There are two types of sleep apnea: obstructive and central. Obstructive sleep apnea is the most common type, which causes you to stop breathing during sleep. It leads your muscles to relax and the soft tissue to block the airway, which results in short pauses in breathing.

The most recommended solution for the disorder is to use a CPAP (continuous positive airway pressure) machine that steadily applies a stream of air to keep your airway open during the night and enable you to breathe. Unfortunately, wearing a mask throughout the night is not the most comfortable option. Other than that, the alternatives are mouthguards and a variety of surgical options.
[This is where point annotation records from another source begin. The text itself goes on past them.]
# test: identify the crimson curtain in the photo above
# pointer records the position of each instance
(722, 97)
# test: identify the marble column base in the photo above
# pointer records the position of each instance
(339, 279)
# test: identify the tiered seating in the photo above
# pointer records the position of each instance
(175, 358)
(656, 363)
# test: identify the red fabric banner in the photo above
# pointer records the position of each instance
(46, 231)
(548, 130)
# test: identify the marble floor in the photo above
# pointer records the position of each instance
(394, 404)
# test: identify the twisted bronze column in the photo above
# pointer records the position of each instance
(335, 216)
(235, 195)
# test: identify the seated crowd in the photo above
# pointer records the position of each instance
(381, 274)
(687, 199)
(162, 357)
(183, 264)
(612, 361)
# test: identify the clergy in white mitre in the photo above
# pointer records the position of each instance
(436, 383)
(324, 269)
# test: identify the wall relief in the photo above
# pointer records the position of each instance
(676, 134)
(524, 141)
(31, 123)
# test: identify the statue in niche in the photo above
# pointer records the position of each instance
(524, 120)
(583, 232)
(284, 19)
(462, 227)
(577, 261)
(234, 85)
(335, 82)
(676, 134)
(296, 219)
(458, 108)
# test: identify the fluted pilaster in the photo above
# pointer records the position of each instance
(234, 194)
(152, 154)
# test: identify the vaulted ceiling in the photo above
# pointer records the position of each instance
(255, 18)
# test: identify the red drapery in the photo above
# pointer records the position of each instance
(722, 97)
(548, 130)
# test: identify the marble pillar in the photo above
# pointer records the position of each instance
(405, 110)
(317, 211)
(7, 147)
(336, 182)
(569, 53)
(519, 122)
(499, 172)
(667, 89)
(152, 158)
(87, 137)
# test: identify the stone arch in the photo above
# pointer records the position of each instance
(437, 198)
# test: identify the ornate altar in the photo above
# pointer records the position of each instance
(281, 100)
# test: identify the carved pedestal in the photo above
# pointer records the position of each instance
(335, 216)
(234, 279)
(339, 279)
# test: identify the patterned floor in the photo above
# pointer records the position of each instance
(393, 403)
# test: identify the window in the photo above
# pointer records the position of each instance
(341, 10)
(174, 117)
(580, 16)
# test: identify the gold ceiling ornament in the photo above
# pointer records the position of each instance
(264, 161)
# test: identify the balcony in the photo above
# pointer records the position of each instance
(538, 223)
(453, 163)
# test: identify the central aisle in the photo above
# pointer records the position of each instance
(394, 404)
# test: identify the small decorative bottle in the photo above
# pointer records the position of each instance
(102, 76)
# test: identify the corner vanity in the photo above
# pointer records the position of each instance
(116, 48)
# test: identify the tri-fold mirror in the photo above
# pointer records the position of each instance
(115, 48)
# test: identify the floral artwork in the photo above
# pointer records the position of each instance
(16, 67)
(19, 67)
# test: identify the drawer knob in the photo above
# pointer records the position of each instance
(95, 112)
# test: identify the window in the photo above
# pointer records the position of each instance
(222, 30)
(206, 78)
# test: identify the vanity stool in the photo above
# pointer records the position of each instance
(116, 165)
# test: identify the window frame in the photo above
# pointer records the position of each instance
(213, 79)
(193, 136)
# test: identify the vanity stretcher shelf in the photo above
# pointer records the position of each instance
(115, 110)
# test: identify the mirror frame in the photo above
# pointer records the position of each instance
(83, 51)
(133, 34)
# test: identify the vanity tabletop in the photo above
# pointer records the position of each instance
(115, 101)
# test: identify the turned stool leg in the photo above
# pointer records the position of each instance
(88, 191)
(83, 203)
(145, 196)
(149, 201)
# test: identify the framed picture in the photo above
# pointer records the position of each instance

But now, researchers have discovered a new potential treatment that can eliminate the mechanical treatments such as CPAP machines and mouthguards. An early clinical trial conducted by a team of researchers has shown that sulthiame, a drug used to treat epilepsy, eases sleep apnea. The results of the trial were published in the American Journal of Respiratory and Critical Care Medicine.

How effective is it?

The trial included 60 people struggling with moderate or severe sleep apnea. The subjects were divided into three groups according to the doses they were given: high, low, and placebo. The results demonstrated that the drug reinforced the oxygenation of the blood and reduced the breathing pauses by inhibiting an enzyme that serves to maintain the balance of carbon dioxide in the body.

"For just over a third of patients in the study, only half of their breathing pauses were left, and in 1 in 5, the number fell by at least 60%," said lead researcher Dr. Jan Hedner, a professor of pulmonary medicine at the University of Gothenburg in Sweden.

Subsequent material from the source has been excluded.